Don't waste your money on that shit, none of it really works.


----------



## mrjimyjohn (Dec 18, 2010)

Qball said:


> Don't waste your money on that shit, none of it really works.


 thats not actually true. it does work, but since its not actually being applied with heat so it gets absorbed by the base, it comes off just as easy as it goes on. some stuff will actually stay on your board for a few runs, maybe even a whole day depending how hard you ride. i agree with you though it is sort of a scam by the companies that make it... 

so ya Sinodyn i wouldnt buy it in the first place if i were you


----------



## Qball (Jun 22, 2010)

mrjimyjohn said:


> thats not actually true. it does work, but since its not actually being applied with heat so it gets absorbed by the base, it comes off just as easy as it goes on. some stuff will actually stay on your board for a few runs, maybe even a whole day depending how hard you ride. i agree with you though it is sort of a scam by the companies that make it...
> 
> so ya Sinodyn i wouldnt buy it in the first place if i were you


I guess I should it doesn't work very well. I have used rub-on wax as hot wax before and it worked fine, but using it as rub-on sucks.


----------



## Bones (Feb 24, 2008)

mrjimyjohn said:


> it comes off just as easy as it goes on. some stuff will actually stay on your board for a few runs, maybe even a whole day depending how hard you ride. i agree with you though it is sort of a scam by the companies that make it...

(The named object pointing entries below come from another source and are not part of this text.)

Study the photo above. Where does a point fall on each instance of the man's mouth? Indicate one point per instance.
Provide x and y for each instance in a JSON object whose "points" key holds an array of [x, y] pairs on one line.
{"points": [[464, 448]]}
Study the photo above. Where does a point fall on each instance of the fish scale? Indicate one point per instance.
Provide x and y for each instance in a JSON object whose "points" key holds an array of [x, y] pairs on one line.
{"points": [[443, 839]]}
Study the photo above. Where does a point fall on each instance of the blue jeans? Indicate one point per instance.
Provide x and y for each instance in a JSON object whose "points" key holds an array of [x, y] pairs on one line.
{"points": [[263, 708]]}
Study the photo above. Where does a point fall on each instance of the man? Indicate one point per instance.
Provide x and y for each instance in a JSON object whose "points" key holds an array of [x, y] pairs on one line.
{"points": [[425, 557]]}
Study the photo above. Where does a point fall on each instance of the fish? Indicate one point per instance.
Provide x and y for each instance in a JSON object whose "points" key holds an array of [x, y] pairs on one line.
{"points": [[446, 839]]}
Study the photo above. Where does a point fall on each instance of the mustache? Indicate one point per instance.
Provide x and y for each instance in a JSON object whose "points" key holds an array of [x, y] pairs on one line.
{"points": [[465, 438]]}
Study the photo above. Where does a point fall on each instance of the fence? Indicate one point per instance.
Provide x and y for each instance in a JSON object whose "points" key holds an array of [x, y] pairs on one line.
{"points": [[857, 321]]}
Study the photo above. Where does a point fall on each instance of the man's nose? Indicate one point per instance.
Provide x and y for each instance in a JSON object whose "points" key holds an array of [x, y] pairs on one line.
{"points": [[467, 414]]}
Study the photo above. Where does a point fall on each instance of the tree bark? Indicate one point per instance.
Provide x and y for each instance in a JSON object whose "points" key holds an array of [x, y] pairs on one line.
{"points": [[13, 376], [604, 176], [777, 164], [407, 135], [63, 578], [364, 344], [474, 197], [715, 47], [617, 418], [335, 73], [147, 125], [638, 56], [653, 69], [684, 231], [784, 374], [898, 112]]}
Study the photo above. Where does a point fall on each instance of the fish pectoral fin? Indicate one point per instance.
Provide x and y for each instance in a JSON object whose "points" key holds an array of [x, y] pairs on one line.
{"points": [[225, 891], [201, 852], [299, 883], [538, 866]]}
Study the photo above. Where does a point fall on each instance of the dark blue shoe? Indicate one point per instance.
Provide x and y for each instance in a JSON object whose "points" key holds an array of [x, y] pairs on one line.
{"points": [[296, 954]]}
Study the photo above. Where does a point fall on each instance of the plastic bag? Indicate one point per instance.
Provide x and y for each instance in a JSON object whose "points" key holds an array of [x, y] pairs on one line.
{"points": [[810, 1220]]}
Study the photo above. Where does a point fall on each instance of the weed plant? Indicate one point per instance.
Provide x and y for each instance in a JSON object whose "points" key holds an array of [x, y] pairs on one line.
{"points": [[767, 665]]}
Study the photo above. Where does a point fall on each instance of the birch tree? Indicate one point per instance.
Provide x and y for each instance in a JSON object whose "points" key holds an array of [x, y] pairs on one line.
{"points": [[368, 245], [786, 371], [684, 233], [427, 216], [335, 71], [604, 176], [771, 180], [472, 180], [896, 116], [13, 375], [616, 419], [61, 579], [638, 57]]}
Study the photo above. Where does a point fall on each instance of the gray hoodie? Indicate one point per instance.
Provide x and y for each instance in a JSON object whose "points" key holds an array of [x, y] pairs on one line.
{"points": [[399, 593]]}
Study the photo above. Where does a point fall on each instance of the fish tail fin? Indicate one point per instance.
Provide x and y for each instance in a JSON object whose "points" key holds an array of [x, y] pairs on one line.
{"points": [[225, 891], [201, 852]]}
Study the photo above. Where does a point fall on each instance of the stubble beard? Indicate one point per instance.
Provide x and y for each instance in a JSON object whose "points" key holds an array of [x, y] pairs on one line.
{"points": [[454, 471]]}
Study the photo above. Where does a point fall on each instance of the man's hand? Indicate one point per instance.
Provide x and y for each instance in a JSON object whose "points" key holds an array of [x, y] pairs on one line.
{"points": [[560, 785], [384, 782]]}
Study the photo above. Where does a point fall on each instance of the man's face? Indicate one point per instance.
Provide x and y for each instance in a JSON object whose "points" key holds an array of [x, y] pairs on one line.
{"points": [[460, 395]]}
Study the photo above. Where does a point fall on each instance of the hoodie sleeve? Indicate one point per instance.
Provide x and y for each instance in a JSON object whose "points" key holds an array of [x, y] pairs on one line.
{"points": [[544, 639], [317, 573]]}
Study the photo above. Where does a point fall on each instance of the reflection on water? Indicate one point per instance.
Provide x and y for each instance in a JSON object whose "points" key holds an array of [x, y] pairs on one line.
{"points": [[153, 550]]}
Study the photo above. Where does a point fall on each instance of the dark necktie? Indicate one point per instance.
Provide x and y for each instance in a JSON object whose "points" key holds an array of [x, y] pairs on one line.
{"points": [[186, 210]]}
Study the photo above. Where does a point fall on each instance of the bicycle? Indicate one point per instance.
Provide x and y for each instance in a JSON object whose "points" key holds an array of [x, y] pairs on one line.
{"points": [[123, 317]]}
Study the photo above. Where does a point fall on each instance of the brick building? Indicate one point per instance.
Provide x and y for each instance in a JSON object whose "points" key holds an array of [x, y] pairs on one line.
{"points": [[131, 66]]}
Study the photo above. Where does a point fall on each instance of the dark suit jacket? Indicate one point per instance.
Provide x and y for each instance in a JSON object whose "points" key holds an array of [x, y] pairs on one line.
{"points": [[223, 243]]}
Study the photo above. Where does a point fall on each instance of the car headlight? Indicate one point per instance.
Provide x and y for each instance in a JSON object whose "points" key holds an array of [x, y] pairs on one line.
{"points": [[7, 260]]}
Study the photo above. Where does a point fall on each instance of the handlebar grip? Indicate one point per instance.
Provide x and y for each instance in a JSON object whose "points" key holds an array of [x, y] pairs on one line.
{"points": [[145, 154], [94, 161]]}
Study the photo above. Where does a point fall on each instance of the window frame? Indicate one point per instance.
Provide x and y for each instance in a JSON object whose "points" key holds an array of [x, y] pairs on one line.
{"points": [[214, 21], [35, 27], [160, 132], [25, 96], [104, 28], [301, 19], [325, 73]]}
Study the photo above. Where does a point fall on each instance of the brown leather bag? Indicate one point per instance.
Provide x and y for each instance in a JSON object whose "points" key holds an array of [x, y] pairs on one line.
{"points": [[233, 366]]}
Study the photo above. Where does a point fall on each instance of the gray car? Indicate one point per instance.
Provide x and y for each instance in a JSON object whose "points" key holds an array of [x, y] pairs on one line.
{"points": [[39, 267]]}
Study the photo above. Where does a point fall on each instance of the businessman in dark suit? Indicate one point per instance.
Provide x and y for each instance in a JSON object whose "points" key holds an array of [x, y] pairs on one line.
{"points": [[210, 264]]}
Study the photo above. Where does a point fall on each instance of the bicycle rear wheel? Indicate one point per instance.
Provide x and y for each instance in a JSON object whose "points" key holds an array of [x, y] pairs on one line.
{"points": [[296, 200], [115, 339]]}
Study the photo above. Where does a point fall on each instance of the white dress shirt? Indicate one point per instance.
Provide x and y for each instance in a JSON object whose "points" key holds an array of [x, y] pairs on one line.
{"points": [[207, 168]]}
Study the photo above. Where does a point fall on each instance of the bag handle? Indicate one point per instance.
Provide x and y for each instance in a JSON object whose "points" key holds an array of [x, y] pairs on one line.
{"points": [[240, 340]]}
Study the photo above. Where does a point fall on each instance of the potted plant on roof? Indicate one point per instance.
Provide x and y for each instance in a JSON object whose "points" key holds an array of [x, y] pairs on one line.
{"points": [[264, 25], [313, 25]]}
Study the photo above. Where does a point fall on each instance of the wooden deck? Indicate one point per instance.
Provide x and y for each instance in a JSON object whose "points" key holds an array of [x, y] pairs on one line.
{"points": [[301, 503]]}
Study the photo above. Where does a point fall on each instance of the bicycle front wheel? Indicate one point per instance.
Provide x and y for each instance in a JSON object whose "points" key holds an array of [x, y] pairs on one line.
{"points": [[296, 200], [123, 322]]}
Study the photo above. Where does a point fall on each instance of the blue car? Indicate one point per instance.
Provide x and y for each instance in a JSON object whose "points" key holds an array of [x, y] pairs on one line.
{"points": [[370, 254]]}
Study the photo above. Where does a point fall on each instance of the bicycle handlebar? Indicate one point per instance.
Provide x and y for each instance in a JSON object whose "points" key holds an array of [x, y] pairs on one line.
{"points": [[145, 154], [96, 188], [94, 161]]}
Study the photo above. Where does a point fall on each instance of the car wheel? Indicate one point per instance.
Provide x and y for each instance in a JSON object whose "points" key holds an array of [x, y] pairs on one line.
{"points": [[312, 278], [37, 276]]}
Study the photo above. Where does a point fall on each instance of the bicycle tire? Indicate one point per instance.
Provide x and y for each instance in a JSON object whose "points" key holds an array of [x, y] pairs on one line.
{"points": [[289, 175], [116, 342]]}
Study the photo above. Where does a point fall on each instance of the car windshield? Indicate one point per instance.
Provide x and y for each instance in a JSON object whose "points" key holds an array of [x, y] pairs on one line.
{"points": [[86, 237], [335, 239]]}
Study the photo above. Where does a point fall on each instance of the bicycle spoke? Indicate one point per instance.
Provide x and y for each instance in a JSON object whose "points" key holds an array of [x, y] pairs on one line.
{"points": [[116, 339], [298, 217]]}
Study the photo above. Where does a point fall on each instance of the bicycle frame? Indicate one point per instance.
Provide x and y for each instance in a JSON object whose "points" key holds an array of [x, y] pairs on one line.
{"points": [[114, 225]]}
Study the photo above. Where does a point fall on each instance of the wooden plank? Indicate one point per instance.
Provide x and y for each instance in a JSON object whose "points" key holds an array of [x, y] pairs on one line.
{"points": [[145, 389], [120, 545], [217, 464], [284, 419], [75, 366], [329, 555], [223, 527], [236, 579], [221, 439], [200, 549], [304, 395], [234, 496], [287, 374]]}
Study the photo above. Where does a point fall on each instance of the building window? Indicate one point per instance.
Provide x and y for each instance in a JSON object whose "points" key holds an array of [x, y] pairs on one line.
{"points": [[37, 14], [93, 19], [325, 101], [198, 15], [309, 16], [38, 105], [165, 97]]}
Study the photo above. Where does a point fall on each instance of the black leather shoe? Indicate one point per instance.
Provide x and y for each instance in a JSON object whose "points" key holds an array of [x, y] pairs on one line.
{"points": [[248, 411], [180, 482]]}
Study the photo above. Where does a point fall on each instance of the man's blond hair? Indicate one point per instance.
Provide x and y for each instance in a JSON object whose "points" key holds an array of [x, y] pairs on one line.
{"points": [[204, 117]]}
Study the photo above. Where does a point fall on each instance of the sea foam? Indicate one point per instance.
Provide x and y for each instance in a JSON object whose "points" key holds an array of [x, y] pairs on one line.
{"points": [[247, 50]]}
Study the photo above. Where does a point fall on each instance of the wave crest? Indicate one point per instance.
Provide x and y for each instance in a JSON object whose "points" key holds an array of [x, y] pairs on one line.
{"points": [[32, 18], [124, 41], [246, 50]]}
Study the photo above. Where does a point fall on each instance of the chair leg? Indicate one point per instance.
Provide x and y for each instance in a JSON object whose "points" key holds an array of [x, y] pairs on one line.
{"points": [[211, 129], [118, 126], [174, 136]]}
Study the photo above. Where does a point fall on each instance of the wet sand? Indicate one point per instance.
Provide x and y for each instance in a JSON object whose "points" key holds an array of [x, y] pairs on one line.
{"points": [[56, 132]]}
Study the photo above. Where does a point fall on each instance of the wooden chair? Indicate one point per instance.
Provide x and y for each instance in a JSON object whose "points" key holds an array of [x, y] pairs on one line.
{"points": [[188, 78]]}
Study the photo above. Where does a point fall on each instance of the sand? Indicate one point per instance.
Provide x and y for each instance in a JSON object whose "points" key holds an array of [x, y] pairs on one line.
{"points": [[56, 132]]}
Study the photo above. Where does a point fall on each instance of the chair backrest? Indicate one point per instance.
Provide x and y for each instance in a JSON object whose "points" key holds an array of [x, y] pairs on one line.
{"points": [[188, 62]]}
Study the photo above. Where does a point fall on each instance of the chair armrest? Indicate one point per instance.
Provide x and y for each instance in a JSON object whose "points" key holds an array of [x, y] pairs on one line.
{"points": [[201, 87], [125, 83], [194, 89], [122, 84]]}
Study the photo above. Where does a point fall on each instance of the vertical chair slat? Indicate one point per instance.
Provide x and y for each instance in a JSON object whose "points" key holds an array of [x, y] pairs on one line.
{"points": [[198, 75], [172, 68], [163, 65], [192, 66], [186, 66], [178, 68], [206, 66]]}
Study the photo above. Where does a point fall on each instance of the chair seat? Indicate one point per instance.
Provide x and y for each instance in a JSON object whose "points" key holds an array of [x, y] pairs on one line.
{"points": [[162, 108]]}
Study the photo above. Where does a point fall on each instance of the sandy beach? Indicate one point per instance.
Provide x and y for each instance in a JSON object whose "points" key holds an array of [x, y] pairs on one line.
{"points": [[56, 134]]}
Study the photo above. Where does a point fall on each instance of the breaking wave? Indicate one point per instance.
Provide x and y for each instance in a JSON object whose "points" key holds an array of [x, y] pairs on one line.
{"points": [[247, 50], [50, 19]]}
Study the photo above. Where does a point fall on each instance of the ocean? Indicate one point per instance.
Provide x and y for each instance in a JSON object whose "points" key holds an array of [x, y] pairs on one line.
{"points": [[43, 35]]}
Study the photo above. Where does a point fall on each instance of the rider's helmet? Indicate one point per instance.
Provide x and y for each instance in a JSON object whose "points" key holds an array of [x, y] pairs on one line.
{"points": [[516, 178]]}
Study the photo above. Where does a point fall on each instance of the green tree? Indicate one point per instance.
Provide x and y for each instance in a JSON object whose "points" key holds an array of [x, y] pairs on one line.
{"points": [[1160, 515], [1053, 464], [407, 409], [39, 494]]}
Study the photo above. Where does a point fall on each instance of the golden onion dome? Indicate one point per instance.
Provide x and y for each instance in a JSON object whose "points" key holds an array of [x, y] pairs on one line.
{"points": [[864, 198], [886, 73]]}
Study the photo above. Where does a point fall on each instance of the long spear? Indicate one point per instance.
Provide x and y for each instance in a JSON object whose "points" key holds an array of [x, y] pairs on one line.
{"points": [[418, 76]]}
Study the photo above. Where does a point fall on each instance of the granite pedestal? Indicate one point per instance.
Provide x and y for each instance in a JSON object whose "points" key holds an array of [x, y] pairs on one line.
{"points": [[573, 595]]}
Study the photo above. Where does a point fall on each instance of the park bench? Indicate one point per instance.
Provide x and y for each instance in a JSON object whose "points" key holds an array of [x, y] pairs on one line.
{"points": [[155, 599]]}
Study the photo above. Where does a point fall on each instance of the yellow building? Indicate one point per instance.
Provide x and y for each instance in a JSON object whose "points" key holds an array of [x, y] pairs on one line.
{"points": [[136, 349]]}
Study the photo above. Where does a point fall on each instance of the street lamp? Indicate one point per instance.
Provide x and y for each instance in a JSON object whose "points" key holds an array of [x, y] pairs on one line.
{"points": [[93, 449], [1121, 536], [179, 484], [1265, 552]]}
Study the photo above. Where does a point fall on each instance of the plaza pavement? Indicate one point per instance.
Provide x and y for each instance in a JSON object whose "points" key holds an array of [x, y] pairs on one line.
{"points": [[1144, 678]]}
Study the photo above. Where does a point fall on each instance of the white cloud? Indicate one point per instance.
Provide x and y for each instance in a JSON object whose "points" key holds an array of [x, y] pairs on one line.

I don't know if I'd call it a scam....

I always thought it was a hold-over/leftover from ski racing. Something easy that you could do at the starter's hut to adjust your running surface to the current or changing conditions. Intentionally not meant to be durable as you didn't want to screw around having to remove or prep your base before applying another temp rub-on for your second run (particularly if you had a poor first run!)

I don't think it was ever intended to replace a hot wax, merely tweak it for a run. So, for recreational applications, it's pretty much a waste of money.


----------



## DC5R (Feb 21, 2008)

My question is why spend the money on this if you know it's coming off in one run?


----------



## john doe (Nov 6, 2009)

It works just long enough for you to start riding and stop really paying attention to how fast your board is.


----------



## schmitty34 (Dec 28, 2007)

Buy an iron and spend the extra 30 minutes waxing your board when it needs it. 

Baby that base as much as you'd like and you'll be the fastest mother efer on the hill!


----------